# Reggie Evans, part 2



## endora60 (Jan 5, 2006)

> September 5
> 
> "The Nuggets are getting bigger with the re-signing of power forward Reggie Evans. Denver has agreed in principle to sign Evans to a five-year deal that will be signed this week, according to an NBA source. "
> 
> --_Denver Post_


Nuggets to re-Sign forward

I guess nobody's surprised by this, right?


----------



## pac4eva5 (Dec 29, 2005)

i see a trade coming very soon...


----------



## jericho (Jul 12, 2002)

pac4eva5 said:


> i see a trade coming very soon...


What he said. Camby, Nene, Martin, Smith, Evans...all these guys deserve to play big minutes next year. That's a great rotation, but someone needs to be moved, probably to bring in more stability in the backcourt.


----------



## darth-horax (Nov 21, 2005)

So who do you think the odd man out will be?


----------



## cpawfan (Jun 20, 2004)

darth-horax said:


> So who do you think the odd man out will be?


The one that gets along with Karl the least, Kenyon. The problem is trading him because his value is at an all time low.


----------



## myELFboy (Jun 28, 2005)

Yikes, I would hate that deal if I was a Nugget fan. That's a lot of money for a role player who can't score (except against his former team of course... :whatever: ), and who won't even be starting.


----------



## endora60 (Jan 5, 2006)

How much of a sacrifice--Martin's worth vs. what Denver can get for him--will the team make to get rid of him?


----------



## pac4eva5 (Dec 29, 2005)

k is not the guy out IMO. he will be later on no doubt, but not right now...

joe smith, evans, and najera should all be worried! and kmart if we somehow get lucky with him. dont see that happening though...


----------



## gambitnut (Jan 4, 2003)

One thing about the part endora60 quoted confuses me. The quote says Denver got bigger by re-signing Evans. I would take that to mean they are bigger than last season. How do you get bigger by re-signing a player you already had?


----------



## endora60 (Jan 5, 2006)

pac4eva5 said:


> joe smith, evans, and najera should all be worried!


Don't know about the other two, but do the Mavs have room for Najera, and would they want him again? I read something a little while back about him wanting very much to go back to Dallas to play. If the Mavs were to want him, and he wants to go to them, would the Nuggets be willing to let him go, thereby solving their own logjam?


----------



## gambitnut (Jan 4, 2003)

endora60 said:


> Don't know about the other two, but do the Mavs have room for Najera, and would they want him again? I read something a little while back about him wanting very much to go back to Dallas to play. If the Mavs were to want him, and he wants to go to them, would the Nuggets be willing to let him go, thereby solving their own logjam?

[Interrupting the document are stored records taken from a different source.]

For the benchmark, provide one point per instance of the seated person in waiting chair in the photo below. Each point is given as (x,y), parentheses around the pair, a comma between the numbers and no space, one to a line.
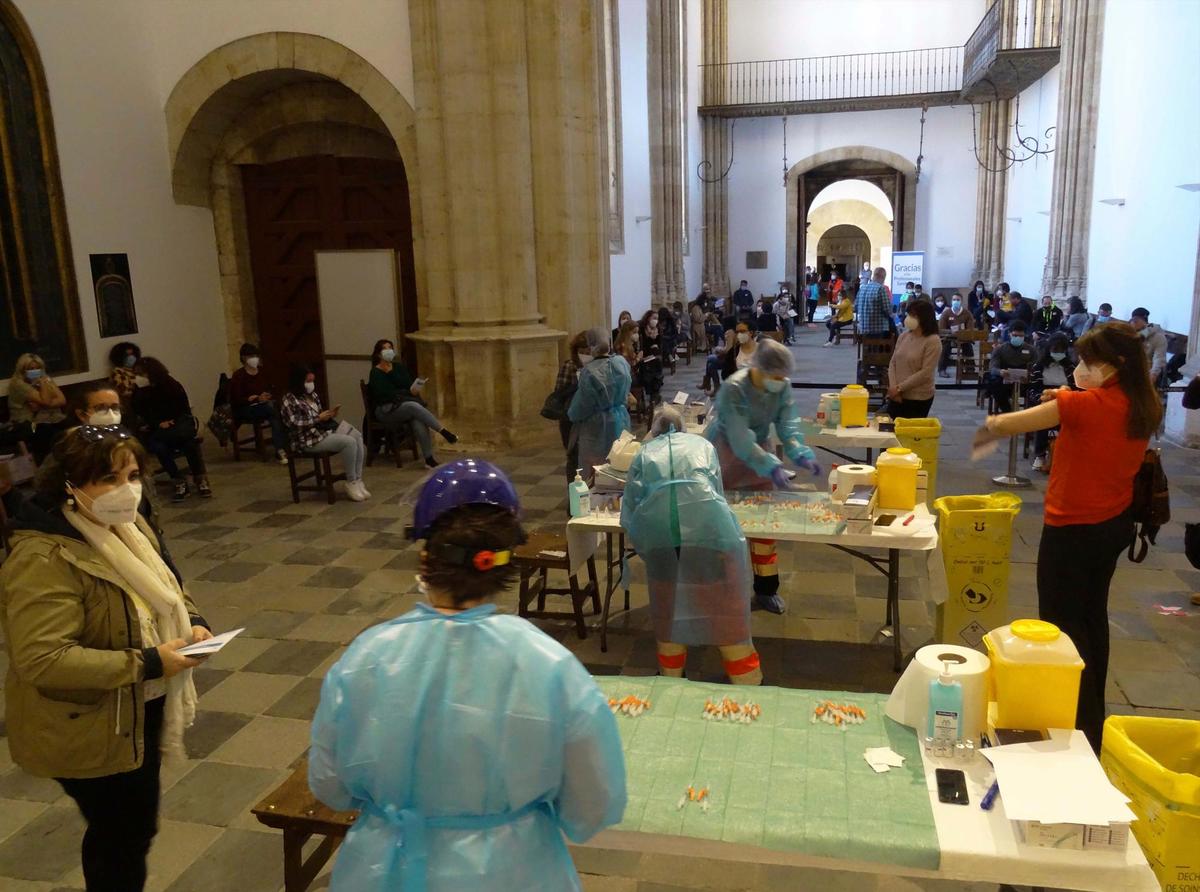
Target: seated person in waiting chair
(317,431)
(168,425)
(397,401)
(1013,354)
(251,400)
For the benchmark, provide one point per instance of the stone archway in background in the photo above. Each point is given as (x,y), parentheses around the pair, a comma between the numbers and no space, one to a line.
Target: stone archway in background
(274,96)
(893,173)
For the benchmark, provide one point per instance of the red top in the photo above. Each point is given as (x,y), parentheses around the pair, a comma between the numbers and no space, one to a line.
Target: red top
(1095,461)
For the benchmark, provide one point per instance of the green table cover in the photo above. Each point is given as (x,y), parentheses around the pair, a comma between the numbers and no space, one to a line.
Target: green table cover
(779,783)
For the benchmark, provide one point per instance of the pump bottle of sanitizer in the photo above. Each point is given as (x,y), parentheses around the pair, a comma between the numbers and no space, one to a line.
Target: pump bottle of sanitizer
(579,497)
(945,723)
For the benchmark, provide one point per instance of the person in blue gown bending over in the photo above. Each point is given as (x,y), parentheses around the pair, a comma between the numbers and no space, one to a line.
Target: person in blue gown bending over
(471,742)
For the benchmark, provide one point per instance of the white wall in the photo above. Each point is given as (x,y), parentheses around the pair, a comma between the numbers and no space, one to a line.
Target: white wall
(1030,185)
(1149,76)
(945,195)
(797,29)
(107,97)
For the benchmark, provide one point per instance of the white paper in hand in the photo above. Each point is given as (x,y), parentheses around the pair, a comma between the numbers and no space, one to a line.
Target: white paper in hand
(210,646)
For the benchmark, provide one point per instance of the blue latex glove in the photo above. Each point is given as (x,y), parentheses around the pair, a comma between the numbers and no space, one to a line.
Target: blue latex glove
(779,477)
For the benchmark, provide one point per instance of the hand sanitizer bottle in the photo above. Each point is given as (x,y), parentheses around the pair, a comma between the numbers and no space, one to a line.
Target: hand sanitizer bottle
(579,497)
(945,723)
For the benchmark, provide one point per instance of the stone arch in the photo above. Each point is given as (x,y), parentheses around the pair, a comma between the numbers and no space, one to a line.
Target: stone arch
(904,202)
(271,96)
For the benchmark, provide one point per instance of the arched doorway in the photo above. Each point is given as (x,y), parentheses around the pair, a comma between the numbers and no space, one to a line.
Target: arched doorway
(328,115)
(893,174)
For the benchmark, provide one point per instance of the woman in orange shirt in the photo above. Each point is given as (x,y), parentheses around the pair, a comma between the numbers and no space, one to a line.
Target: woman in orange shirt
(1087,504)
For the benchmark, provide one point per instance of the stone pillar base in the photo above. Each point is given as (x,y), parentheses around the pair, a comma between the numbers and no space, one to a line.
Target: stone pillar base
(487,383)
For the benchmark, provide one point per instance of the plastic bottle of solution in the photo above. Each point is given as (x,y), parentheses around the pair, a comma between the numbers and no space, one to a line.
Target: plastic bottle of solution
(945,724)
(579,497)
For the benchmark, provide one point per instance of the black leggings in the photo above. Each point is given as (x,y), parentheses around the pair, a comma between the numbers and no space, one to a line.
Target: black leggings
(121,812)
(1075,566)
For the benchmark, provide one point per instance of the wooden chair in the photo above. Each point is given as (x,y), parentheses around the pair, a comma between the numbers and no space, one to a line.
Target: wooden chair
(293,808)
(377,437)
(257,437)
(533,558)
(322,476)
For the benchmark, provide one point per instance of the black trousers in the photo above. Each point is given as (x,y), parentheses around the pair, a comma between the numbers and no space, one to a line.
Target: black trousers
(123,815)
(1075,566)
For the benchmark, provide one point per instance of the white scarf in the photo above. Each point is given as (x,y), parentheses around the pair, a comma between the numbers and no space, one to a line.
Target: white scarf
(129,552)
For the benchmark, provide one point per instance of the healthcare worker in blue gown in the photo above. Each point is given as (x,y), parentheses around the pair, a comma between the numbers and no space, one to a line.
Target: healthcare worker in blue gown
(471,741)
(598,408)
(697,568)
(748,405)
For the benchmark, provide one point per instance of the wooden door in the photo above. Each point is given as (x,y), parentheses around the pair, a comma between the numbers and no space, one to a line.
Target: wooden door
(298,207)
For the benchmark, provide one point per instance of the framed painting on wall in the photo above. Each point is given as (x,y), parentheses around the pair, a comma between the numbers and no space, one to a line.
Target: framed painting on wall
(114,295)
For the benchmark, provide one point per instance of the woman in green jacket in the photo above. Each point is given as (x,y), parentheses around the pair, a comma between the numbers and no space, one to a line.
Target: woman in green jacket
(94,614)
(396,396)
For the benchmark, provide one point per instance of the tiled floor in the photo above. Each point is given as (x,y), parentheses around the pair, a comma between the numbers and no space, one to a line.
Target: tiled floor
(305,579)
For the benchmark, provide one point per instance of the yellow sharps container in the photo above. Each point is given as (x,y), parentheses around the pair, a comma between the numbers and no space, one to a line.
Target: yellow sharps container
(1035,675)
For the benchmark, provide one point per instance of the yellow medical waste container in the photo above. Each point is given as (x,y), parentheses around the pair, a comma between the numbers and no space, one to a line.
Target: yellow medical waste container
(976,537)
(923,436)
(1156,762)
(1035,675)
(853,406)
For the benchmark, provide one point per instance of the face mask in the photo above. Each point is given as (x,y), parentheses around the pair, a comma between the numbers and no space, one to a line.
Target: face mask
(105,418)
(118,506)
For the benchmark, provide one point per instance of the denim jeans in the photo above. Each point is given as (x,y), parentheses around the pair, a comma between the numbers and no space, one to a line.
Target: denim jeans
(347,445)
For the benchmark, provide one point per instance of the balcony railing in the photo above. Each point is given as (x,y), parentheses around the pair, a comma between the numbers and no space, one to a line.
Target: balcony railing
(829,78)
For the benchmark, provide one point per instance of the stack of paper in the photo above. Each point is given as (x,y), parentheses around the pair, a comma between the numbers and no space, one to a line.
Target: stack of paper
(882,759)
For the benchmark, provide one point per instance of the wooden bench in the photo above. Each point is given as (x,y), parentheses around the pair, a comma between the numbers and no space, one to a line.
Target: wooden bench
(300,815)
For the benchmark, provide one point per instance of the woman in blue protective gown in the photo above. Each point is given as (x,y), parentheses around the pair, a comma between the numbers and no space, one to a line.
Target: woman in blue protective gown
(748,403)
(697,569)
(598,408)
(471,741)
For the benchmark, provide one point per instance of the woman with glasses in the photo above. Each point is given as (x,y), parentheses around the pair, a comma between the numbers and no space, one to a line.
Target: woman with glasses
(94,615)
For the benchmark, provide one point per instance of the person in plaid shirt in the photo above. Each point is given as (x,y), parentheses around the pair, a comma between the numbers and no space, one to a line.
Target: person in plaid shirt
(315,430)
(873,306)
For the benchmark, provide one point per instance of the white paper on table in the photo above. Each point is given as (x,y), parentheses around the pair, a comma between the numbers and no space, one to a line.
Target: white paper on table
(210,646)
(1054,783)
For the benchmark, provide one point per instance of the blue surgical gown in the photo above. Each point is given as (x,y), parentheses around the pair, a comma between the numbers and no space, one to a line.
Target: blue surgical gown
(472,742)
(598,408)
(697,566)
(742,427)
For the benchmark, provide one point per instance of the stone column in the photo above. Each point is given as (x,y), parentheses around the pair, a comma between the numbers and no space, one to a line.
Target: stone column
(718,145)
(991,193)
(511,204)
(1074,157)
(664,71)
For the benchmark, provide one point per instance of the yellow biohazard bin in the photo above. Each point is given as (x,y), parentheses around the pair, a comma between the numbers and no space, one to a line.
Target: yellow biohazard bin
(1156,762)
(923,436)
(976,538)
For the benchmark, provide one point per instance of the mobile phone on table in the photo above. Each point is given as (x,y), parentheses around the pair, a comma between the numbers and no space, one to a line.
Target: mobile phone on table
(952,786)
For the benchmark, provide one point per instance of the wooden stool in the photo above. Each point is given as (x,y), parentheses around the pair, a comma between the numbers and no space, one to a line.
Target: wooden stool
(322,476)
(300,815)
(533,558)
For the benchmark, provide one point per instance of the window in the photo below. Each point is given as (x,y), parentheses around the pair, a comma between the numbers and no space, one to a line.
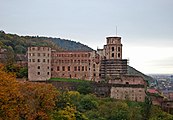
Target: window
(118,54)
(93,65)
(82,68)
(85,68)
(63,68)
(119,49)
(75,68)
(112,48)
(33,48)
(57,68)
(68,68)
(112,54)
(78,68)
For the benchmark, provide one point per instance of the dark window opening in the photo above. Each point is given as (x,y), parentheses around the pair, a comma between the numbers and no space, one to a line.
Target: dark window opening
(118,54)
(63,68)
(68,68)
(112,54)
(112,48)
(119,49)
(57,68)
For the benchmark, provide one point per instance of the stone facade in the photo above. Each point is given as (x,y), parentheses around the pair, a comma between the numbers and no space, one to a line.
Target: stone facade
(79,65)
(104,64)
(88,65)
(39,63)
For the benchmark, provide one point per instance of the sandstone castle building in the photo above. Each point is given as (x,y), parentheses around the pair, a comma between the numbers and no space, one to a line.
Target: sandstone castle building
(104,64)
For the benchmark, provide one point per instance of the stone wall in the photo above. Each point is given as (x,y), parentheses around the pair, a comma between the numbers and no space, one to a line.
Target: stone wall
(39,63)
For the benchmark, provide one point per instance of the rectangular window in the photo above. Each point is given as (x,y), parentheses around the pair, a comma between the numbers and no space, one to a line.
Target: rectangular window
(57,68)
(112,48)
(119,55)
(63,68)
(68,68)
(82,68)
(75,68)
(78,68)
(112,54)
(119,49)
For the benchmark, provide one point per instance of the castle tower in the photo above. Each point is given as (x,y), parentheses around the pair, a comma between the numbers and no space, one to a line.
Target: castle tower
(112,65)
(39,63)
(113,48)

Are you suggesting that they cut him or trade him? If trade, what could Dallas give Denver in return?


----------



## 77AJ (Feb 16, 2005)

Signing Evans makes me happy. We lost Elson to the Spurs, and Evans has always been impressive to me since his days with the Sonics. Once JR Smith starts hitting his potential with great play, having all these bigs will be a very nice when going up against other front lines in the NBA. No lay ups defense by the Nuggets.


----------



## nbanoitall (May 21, 2004)

endora60 said:


> Don't know about the other two, but do the Mavs have room for Najera, and would they want him again? I read something a little while back about him wanting very much to go back to Dallas to play. If the Mavs were to want him, and he wants to go to them, would the Nuggets be willing to let him go, thereby solving their own logjam?


the mavs would love to take him off our hands. i really dont see this logjam as a problem. JR, Diawara, and DJ (or some other guard we sign) have to hold down the 2 guard spot intially... unless a good trade comes along before the season starts. Kmart will probably get a lot of pre season time to showcase him.

i expect kmart to go to the eastern conference. the mavs would like him... but they havent been willing to give up what denver wants. its not a matter of if denver can trade kmart... its denver waiting to get a good deal. at least the papers say they fielded plenty of offers, and laughed at them all.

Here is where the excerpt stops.